- 1 1/2 lbs. -approx. 5- crisp apples (such as Fuji or Braeburn)
- 3 tbl. unsalted butter
- 3/4 c. sugar
- 1/4 c. fresh lemon juice -approx 2.5 lemons-
- 2 tbl. Calvados (apple brandy)
- 2 tsp. cornstarch
I had way more apples and lemons than necessary |
- 1 c. all-purpose flour
- 1/2 c. sugar
- 1/2 c. brown sugar
- 1/2 c. oats
- 1/4 c. chopped pecans
- 1/4 c. shredded coconut
- 3 tbl. unsalted butter, melted
Instructions:
Perfectly golden brown |
- Preheat oven to 350 degrees.
- Combine flour, sugar, brown sugar, oats, pecans, and coconut in a large bowl; stir until well combined.
- Slowly add melted butter to the bowl, stirring to incorporate.
- Pour mixture onto an un-greased cookie sheet, breaking up large clumps with your fingers.
- Bake 10-14 minutes, or until golden brown.
- Set aside to cool slightly; break up any remaining big pieces to achieve a crumbly consistency.
- Peel apples and cut into 1/4 inch dice. Set aside.
- Melt butter in a large saute pan over medium heat; add sugar, and stir about 2 minutes or until sugar melts.
- Add diced apples and cook about 3 minutes or until apples just begin to soften.
- Combine lemon juice, Calvados, and cornstarch in a small bowl; stir until cornstarch is dissolved.
- Add lemon juice mixture to the pan, and cook about 4 minutes, stirring until juice thickens.

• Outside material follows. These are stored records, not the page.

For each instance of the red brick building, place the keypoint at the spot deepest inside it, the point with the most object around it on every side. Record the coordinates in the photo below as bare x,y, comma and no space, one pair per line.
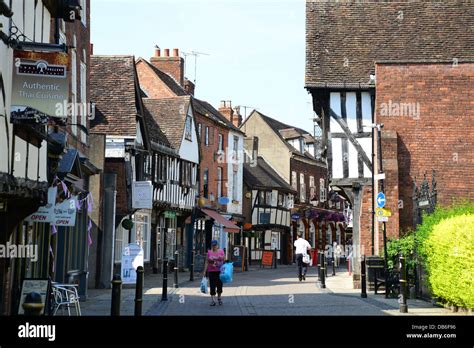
386,63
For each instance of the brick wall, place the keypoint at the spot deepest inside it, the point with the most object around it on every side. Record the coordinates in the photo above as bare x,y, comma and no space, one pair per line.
209,160
308,170
439,137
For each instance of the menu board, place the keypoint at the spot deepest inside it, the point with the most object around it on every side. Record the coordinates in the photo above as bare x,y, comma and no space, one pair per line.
267,258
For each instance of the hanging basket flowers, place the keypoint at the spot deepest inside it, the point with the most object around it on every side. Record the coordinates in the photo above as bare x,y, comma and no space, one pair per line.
127,224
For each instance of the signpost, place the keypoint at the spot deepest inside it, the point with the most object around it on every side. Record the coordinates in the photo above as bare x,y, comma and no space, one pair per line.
267,258
142,195
132,258
295,216
381,200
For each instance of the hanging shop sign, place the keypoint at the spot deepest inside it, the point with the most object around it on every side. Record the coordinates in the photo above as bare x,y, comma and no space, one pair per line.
40,86
142,195
170,215
132,258
267,258
62,214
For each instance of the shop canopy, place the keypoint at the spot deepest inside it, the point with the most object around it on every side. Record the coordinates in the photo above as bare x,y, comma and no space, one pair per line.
229,226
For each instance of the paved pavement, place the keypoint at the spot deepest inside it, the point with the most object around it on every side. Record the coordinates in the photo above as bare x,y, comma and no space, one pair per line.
260,292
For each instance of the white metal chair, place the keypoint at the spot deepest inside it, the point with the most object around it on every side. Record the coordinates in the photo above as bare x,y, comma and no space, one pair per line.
65,296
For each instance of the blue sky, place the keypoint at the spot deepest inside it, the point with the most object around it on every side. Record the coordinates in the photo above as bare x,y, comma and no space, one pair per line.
256,48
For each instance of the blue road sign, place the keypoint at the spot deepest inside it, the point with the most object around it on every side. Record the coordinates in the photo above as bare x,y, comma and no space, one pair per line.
381,200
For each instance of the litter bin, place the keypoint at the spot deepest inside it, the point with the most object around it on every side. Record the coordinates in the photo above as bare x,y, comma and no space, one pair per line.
375,269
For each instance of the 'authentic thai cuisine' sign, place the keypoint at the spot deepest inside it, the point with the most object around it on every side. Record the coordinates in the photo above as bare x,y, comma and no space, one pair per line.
40,86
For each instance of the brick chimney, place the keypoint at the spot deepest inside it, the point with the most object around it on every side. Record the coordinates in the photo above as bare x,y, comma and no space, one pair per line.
237,118
233,115
173,66
189,87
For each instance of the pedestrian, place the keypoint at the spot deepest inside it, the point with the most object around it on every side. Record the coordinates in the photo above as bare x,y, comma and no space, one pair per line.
302,247
214,261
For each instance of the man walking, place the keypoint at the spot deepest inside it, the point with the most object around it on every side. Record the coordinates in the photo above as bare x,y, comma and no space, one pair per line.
302,247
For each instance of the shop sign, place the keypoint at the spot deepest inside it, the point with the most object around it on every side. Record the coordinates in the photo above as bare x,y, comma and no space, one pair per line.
170,214
142,195
132,258
40,86
62,214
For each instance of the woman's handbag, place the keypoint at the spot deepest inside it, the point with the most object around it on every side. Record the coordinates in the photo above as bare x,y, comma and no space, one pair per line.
204,285
227,271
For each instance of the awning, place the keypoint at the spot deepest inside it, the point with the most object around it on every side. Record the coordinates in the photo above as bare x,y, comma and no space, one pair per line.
229,226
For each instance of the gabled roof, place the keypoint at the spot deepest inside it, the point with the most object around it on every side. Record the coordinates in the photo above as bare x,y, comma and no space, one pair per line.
207,110
200,106
345,38
281,129
168,80
263,176
170,114
113,90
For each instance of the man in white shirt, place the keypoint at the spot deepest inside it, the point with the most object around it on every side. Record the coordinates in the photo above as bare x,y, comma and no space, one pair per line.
302,247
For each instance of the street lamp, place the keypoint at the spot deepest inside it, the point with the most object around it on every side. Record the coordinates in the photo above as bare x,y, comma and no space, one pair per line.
382,189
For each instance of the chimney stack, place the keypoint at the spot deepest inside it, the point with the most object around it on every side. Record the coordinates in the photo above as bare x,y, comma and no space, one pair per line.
173,66
189,87
232,115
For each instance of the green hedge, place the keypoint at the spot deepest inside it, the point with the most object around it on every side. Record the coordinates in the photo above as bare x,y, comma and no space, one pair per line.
450,278
450,260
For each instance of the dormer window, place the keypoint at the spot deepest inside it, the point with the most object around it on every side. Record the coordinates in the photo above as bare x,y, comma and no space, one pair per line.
302,145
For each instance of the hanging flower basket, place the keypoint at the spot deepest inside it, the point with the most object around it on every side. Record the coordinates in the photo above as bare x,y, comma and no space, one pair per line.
127,224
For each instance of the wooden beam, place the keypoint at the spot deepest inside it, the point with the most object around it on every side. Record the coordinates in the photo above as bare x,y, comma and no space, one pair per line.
352,139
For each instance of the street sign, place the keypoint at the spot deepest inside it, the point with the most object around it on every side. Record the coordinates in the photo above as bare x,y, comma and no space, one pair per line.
380,176
170,214
381,200
383,212
295,216
132,258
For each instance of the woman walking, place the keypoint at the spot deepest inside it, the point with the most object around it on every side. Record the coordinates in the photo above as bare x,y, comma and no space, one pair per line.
214,261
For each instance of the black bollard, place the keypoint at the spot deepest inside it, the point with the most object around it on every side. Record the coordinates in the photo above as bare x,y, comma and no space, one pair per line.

- Spoon warm apple filling into serving dish and sprinkle with crumble topping.
- Serve with a scoop of ice cream on the side.
Baking Notes
- I added a little more butter to the crumble topping as well as the filling because neither were quite wet enough.
- I did not have/use any Calvados, so I added a little vanilla (maybe a 1/2 tsp.) in it’s place.
- My husband can’t stand coconut, so I did not use that either (but I love coconut, and can only imagine how good it would’ve been) – instead I replaced it with an extra 1/4 cup of pecans.
- In my opinion, the crumble topping is not proportional to the amount of apple filling. I think you could double the filling and it would be about right.
- I wonder what a little cinnamon would do this… I bet it would be good (not that I missed it)!
I wanted to stick with the “easy” in this recipe, so I skipped making the manchego cheese ice cream (but it sounds crazy good!) and just topped my apple crisp with some regular vanilla. We almost didn’t use any ice cream at all, but the crisp is so sweet and the apples so warm and slightly tart that the cool, fresh ice cream was almost necessary. Friends – I must admit, I don’t even like desserts with cooked apples (yes, that includes apple pie, and no I’m not un-American). But this was just so, so, sooooo good – I loved it! It’s quite rich, and even with lunch or dinner that day I couldn’t eat my full serving (shown in the pictures). So although I was dubious that the recipe would produce 6 servings, I now understand that they are small servings because that’s really all you need! I would whole-heartedly recommend this recipe to anyone! It’s a little time-consuming with preparing the apples, but very simple to do. Happy fall ya’ll!